Nossas lâminas se encontram no ar. Sinto uma vibração tremenda nas mãos e elas adormecem. Um som agudo e contínuo ressoa ao pé da montanha. Meus ouvidos doem e abaixo a cabeça, instintivamente, assim como meu oponente.

- Jube, domne, benedícere. - Ele exclama, ao olhar para o que está atrás de mim.

Me viro e percebo o que significam os boatos sobre fazer homens correrem em desespero e os matarem antes que possam fugir. Uma avalanche desce a montanha. Os templários correm para longe e eu entro de volta na caverna. Órin, meu bom deus, me protege pois luto em seu nome. As vidas de meus inimigos fortalecem nossas boas terras.

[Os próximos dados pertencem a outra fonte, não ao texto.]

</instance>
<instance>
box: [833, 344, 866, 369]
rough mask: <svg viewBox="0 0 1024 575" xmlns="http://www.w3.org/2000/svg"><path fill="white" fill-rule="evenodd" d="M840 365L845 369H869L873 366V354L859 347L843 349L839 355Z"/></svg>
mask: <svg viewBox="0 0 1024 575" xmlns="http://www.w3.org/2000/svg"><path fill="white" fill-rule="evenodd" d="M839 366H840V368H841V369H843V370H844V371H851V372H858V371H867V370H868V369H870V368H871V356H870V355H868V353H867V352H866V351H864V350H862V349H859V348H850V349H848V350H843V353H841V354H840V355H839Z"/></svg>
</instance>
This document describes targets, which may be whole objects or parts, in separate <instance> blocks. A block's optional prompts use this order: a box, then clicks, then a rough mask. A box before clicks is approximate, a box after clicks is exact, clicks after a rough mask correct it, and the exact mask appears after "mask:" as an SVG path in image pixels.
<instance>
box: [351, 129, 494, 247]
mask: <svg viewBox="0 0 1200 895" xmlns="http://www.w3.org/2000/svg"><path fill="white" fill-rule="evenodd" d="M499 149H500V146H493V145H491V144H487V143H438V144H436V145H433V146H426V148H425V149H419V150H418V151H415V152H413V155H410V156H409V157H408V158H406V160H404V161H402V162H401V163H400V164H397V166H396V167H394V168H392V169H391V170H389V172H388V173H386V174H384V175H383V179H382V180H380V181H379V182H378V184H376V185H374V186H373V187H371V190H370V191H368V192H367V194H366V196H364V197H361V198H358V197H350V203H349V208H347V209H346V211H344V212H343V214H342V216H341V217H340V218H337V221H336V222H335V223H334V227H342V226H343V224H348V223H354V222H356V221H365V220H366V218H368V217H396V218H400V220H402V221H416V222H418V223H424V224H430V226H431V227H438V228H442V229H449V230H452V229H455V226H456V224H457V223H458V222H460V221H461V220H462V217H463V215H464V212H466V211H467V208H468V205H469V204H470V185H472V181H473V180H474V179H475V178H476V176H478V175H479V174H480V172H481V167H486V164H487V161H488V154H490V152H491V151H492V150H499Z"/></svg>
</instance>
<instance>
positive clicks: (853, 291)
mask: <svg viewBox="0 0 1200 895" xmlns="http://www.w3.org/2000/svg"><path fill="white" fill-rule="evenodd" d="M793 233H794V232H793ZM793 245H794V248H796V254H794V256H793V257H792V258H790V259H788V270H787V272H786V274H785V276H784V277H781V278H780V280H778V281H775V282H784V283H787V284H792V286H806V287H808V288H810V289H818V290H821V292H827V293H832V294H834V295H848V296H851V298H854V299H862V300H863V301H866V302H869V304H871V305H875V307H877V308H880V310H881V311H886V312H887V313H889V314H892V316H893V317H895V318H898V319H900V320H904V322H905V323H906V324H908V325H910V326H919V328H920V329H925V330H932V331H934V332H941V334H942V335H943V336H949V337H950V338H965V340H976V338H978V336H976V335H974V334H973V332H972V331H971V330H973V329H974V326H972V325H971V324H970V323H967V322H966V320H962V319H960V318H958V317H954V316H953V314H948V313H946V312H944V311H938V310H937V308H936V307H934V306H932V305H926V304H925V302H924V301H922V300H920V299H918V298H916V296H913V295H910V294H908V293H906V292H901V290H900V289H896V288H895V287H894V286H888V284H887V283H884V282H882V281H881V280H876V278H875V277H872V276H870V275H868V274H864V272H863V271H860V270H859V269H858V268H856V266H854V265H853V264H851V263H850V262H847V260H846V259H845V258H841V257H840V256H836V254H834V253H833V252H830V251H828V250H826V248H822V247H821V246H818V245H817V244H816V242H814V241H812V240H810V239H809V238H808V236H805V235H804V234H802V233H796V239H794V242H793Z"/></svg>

Sei que vou morrer aqui, ao lado do corpo do pai de minha finada esposa, ao lado de meu prêmio. A tão aclamada espada sem algum nome que eu conheça. Mas como toda boa arma, ela merece um.

- Irá se chamar O Réquiem de Lissandra. - Digo em voz alta.

Acendo a fogueira, me deito na poltrona e espero o meu fim.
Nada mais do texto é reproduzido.